Otto, E. A., Loeys, B., Khanna, H., Hellemans, J., Sudbrak, R., Fan, S., et al. (2005). Nephrocystin-5, a ciliary IQ domain protein, is mutated in Senior-Loken syndrome and interacts with RPGR and calmodulin. Nature Genetics, 37(3), 282-288. doi:10.1038/ng1520.


Cite as: http://hdl.handle.net/11858/00-001M-0000-0010-86D2-5
Abstract
Nephronophthisis (NPHP) is the most frequent genetic cause of chronic renal failure in children1, 2, 3. Identification of four genes mutated in NPHP subtypes 1−4 (refs. 4−9) has linked the pathogenesis of NPHP to ciliary functions9. Ten percent of affected individuals have retinitis pigmentosa, constituting the renal-retinal Senior-Loken syndrome (SLSN). Here we identify, by positional cloning, mutations in an evolutionarily conserved gene, IQCB1 (also called NPHP5), as the most frequent cause of SLSN. IQCB1 encodes an IQ-domain protein, nephrocystin-5. All individuals with IQCB1 mutations have retinitis pigmentosa.
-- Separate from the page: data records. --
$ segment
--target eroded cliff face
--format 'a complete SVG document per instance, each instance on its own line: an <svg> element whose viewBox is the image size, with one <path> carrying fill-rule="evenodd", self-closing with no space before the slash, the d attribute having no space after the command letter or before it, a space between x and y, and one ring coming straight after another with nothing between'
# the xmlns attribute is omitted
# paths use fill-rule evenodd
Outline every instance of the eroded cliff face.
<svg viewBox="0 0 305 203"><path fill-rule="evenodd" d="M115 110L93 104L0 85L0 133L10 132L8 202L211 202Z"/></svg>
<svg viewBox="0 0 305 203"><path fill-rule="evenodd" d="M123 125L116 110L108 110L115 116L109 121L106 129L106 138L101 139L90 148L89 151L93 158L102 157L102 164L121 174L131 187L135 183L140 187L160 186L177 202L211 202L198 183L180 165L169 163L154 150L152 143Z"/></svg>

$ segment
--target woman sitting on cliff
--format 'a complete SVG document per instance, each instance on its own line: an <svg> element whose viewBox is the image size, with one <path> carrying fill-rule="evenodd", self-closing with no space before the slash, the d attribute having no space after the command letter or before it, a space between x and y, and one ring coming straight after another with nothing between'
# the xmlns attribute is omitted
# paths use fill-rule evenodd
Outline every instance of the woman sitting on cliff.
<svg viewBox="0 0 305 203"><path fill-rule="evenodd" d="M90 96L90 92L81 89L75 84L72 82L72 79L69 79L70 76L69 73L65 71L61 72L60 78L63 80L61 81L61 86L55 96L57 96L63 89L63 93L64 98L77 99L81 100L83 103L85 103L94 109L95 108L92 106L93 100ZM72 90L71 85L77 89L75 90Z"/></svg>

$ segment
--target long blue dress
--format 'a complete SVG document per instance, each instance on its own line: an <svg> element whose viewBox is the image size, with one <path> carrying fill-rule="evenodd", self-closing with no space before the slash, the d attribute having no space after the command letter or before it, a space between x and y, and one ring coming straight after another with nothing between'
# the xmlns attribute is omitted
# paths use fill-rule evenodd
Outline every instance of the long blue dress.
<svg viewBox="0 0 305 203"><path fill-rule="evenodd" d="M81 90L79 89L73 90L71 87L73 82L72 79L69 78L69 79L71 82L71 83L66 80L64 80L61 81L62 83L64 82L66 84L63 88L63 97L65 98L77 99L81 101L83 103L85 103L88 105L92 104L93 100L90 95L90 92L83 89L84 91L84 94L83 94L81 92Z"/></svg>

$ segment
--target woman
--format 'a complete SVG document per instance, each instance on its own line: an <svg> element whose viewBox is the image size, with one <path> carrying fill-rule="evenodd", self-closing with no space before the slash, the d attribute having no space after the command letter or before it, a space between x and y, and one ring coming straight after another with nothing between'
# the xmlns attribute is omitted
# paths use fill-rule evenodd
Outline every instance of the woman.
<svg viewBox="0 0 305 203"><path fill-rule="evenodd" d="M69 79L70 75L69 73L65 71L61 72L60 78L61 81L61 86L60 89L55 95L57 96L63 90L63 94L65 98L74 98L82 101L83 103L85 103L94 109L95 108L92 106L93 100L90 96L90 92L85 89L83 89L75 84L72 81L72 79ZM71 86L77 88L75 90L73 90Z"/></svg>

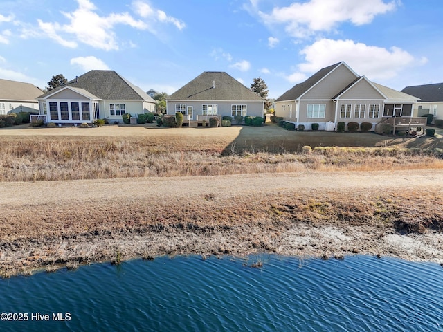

Hence, we examined the interaction of nephrocystin-5 with RPGR (retinitis pigmentosa GTPase regulator), which is expressed in photoreceptor cilia and associated with 10−20% of retinitis pigmentosa. We show that nephrocystin-5, RPGR and calmodulin can be coimmunoprecipitated from retinal extracts, and that these proteins localize to connecting cilia of photoreceptors and to primary cilia of renal epithelial cells. Our studies emphasize the central role of ciliary dysfunction in the pathogenesis of SLSN.